I ran across an interesting factoid last week, complements of Marketing Pilgrim – nearly half of all marketers are willing to pay for posts on blogs, web sites, and social media. As blogger Cynthia Boris notes:
Now, paying for posts, Tweets, Facebook shoutouts or video mentions is not only acceptable, it’s good business.
According to new numbers from eMarketer, 48.8% of marketers have used a sponsored blog post. 39.4% have sponsored Tweets and 50.2% said they were open to using some kind of social media sponsorship.
Paid-for-Post programs run the gamut from sketchy clearinghouses pushing articles on windows blinds and times shares, to well-funded, creative properties that pay people for posts they would have written anyway for free.
As a marketing professional, my reaction was, “Cool, a new way to promote clients and maybe make some money.” I was particularly impressed with the amount of coin that sponsors are willing to pay for content – as much as $100 for a blog post. Not bad wages for freelance writers.
Then I thought about the flip side of this coin. If there is a market for paid posts, that means that any number of web sites, Facebook fan pages, Twitter feeds, and more are willing to pay for contributors to generate content. This seems counter to the spirit of social media. Do paid posts undermine the power of social media campaigns and online marketing?
If you are paying for content from third party contributors, does that undermine the value of your social media outlets? How do these social media channels reflect your brand if you are taking paid contributions from a host of contributors?
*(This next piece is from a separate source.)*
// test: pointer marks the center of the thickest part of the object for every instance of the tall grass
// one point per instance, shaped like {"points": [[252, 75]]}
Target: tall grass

It also reminded me that blogs, Facebook pages, and Twitter feeds can’t be confused with conventional, or dare I say “legitimate”media outlets. When you see a byline in a publication like Forbes or BusinessWeek, you know that it was either a paid contribution by a staff writer or freelancer, or it is a contributed article by a guest expert. The publication makes it clear, and you can read the article using the appropriate filter and adjust your skepticism accordingly.
The rules for web contributions aren’t so well defined. Content providers come from all corners of the web. Some have a story they want to share to add to the conversation. Others have a product to sell. And still others are apparently now using a pay-for-placement strategy which looks a lot like advertising to me.
What separates the web, and specifically the blogosphere, from traditional print journalism is transparency. Journalists have a code of ethics and specific rules they must abide by, and when they fail to abide by those rules by misrepresenting the truth, manufacturing a source, or selling their influence in print, they are publicly censured and usually lose their position. The same is not true of the web. The code of ethics is different, and you can’t be clear about the objectivity of motives of the party on the other end of a post.
So while social media is great for building buzz and can be good for business, we all still need to view what we read on the web with a grain of salt (if not the entire shaker). Web sites masquerading as news sources are potentially dangerous, and can undermine the entire concept of legitimate journalism.
As a PR professional, I now have to ask myself, do I pitch or do I pay?